The Sleeper PEA proposes development of a large-scale, open-pit mining operation with a heap leach processing plant handling both oxide and sulphide material, producing a gold-silver doré. Mining at a rate of 81,000 mt/d would result in a 17-year operation, with average annual production of 172,000 oz of gold and 263,000 oz of silver. Projected life-of-mine average cash operating costs are $767/oz of equivalent gold recovered.
Start-up capital costs are estimated at $346 million. Sustaining capital costs over the project’s life are estimated at an additional $278 million. Total capital cost contingencies over the project life are estimated at an additional $64 million, bringing the total life-of-mine capital costs to $688 million. The total cost/oz of equivalent gold production (including cash operating costs and total capital and contingency costs over the life of the mine) is estimated at $996/oz.
Global combined oxide and sulphide measured and indicated resources at the Sleeper project total 241.5 million mt at average grades of 0.39 g/mt gold and 4.20 g/mt silver, for 3.05 million oz of contained gold and 321.6 million oz of contained silver. Paramount notes that the PEA also incorporates inferred mineral resources.
Paramount has performed scoping level metallurgical testing to provide a basis for estimation of potential process recoveries for oxide, sulphide, and mine dump material. Three general mining zones were defined on the basis of this testing and historical mining performance: the Facilities Zone (an area on the eastern edge of the Sleeper surface excavation); the Sleeper Zone (low-grade continuation of the original Sleeper deposit at depth); and mine dumps from historic Sleeper mining operations.
The process facilities are assumed to be standard cyanide heap leaching with a carbon-in-column and adsorption-desorption recovery plant. The process facilities would produce a doré for direct sale to a regional refinery.
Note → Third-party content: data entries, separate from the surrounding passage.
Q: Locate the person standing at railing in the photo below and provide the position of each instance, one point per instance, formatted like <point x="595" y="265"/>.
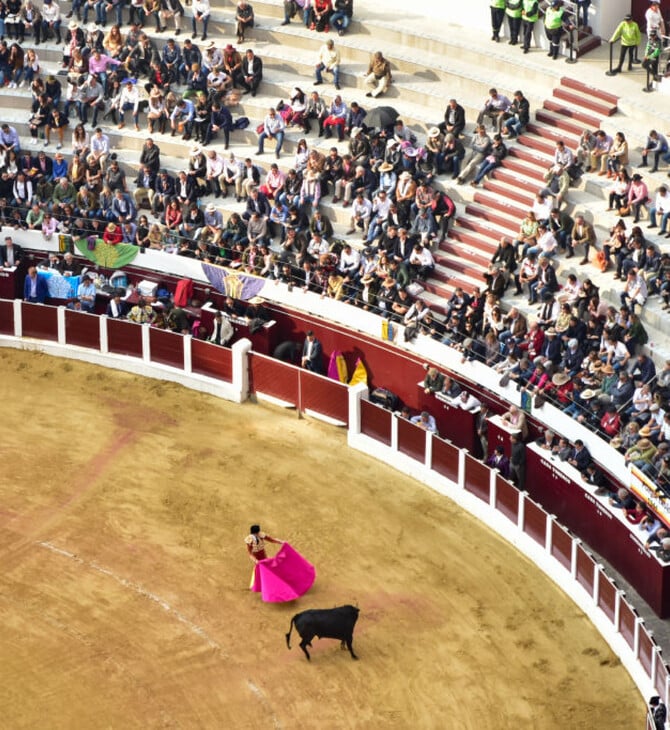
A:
<point x="657" y="709"/>
<point x="629" y="33"/>
<point x="529" y="15"/>
<point x="497" y="18"/>
<point x="654" y="19"/>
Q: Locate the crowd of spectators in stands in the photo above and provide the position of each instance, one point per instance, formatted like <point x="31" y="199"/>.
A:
<point x="577" y="352"/>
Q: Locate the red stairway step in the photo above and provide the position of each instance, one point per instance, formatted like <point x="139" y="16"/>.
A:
<point x="492" y="215"/>
<point x="456" y="248"/>
<point x="509" y="192"/>
<point x="515" y="181"/>
<point x="552" y="134"/>
<point x="590" y="119"/>
<point x="511" y="208"/>
<point x="559" y="121"/>
<point x="535" y="157"/>
<point x="584" y="101"/>
<point x="476" y="238"/>
<point x="590" y="90"/>
<point x="536" y="172"/>
<point x="448" y="266"/>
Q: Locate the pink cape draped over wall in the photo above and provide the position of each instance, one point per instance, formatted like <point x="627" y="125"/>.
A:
<point x="285" y="577"/>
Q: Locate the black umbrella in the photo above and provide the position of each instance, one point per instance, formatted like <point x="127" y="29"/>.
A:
<point x="381" y="117"/>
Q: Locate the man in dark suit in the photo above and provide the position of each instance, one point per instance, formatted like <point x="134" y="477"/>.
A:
<point x="250" y="73"/>
<point x="35" y="287"/>
<point x="151" y="156"/>
<point x="311" y="353"/>
<point x="10" y="253"/>
<point x="454" y="119"/>
<point x="581" y="457"/>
Commenting on the results of the Sleeper PEA, Paramount President and CEO Christopher Crupi said, “This PEA is an important step in the rebirth of what was once a very successful Nevada gold producer. The relatively low estimated start-up capital and unit operating costs and a 17-year life make Sleeper an attractive development option. The exploration potential at Sleeper is highly favorable for expanding the resources available to the open-pit operation envisioned in the PEA. We are now drilling these close-in targets to improve the project while also exploring for a second high-grade Sleeper mine on our large land position.”